O conceito por trás do projeto seria transformar um simples sinal de luz (no caso, aquele que usamos para enviar informações pela internet) em um “vórtice óptico”. Isso seria feito com a ajuda de uma série de magnetos, que fariam com que esse pulso de luz girasse e se distorcesse, adquirindo uma forma semelhante à de um saca-rolhas.

Do 2D ao 3D

Mas por que mudar o sinal de luz para um vórtice seria tão útil? O fato é que os pulsos que enviamos atualmente são, basicamente, bidimensionais. Dando a eles essa nova forma, porém, é possível guardar dados tridimensionalmente.

(Fonte da imagem: Reprodução/ExtremeTech)

Dessa maneira, há como transmitir uma quantidade ilimitada de informações em um mesmo espaço. É como se você pudesse sobrepor vários outros vórtices nos espaços entre cada vórtice, com uma diferença de frações de milímetros em suas posições: em comparação, o método bidimensional utilizado atualmente permite apenas um número pequeno de pulsos próximos antes que colisões atrapalhem a transmissão de dados.

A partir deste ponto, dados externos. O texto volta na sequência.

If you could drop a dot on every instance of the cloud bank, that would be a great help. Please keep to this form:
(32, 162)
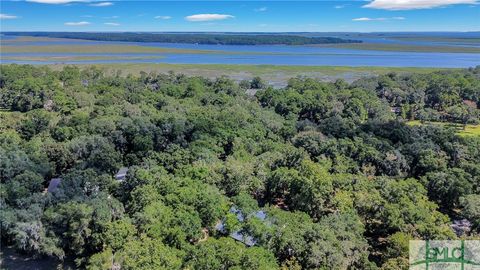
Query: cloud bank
(163, 17)
(262, 9)
(102, 4)
(208, 17)
(76, 23)
(414, 4)
(366, 19)
(7, 17)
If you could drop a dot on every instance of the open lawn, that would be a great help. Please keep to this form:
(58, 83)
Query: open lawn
(470, 130)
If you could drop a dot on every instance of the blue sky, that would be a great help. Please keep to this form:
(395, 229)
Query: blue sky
(235, 16)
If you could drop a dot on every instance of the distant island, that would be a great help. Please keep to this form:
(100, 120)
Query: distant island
(193, 38)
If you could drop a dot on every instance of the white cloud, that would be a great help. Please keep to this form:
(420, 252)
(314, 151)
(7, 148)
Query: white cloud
(414, 4)
(163, 17)
(55, 2)
(102, 4)
(208, 17)
(7, 17)
(366, 19)
(76, 23)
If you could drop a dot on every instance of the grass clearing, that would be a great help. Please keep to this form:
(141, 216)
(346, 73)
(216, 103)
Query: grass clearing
(276, 75)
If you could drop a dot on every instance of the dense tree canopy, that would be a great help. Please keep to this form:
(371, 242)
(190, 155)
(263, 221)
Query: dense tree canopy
(342, 180)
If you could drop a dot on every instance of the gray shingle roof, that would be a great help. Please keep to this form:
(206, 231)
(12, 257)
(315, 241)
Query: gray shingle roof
(53, 184)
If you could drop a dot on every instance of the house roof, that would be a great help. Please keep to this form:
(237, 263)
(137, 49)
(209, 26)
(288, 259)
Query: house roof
(248, 240)
(121, 174)
(53, 184)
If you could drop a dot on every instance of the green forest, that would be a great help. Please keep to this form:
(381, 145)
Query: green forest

Vale notar que, de acordo com os cientistas, criar uma super internet é apenas o começo. A tecnologia descoberta por eles está tão adiantada em comparação ao que temos atualmente que os próprios pesquisadores ainda não têm certeza do uso que algo assim poderia ter. Áreas completamente novas de estudo da ciência, por exemplo, são algumas das maiores apostas.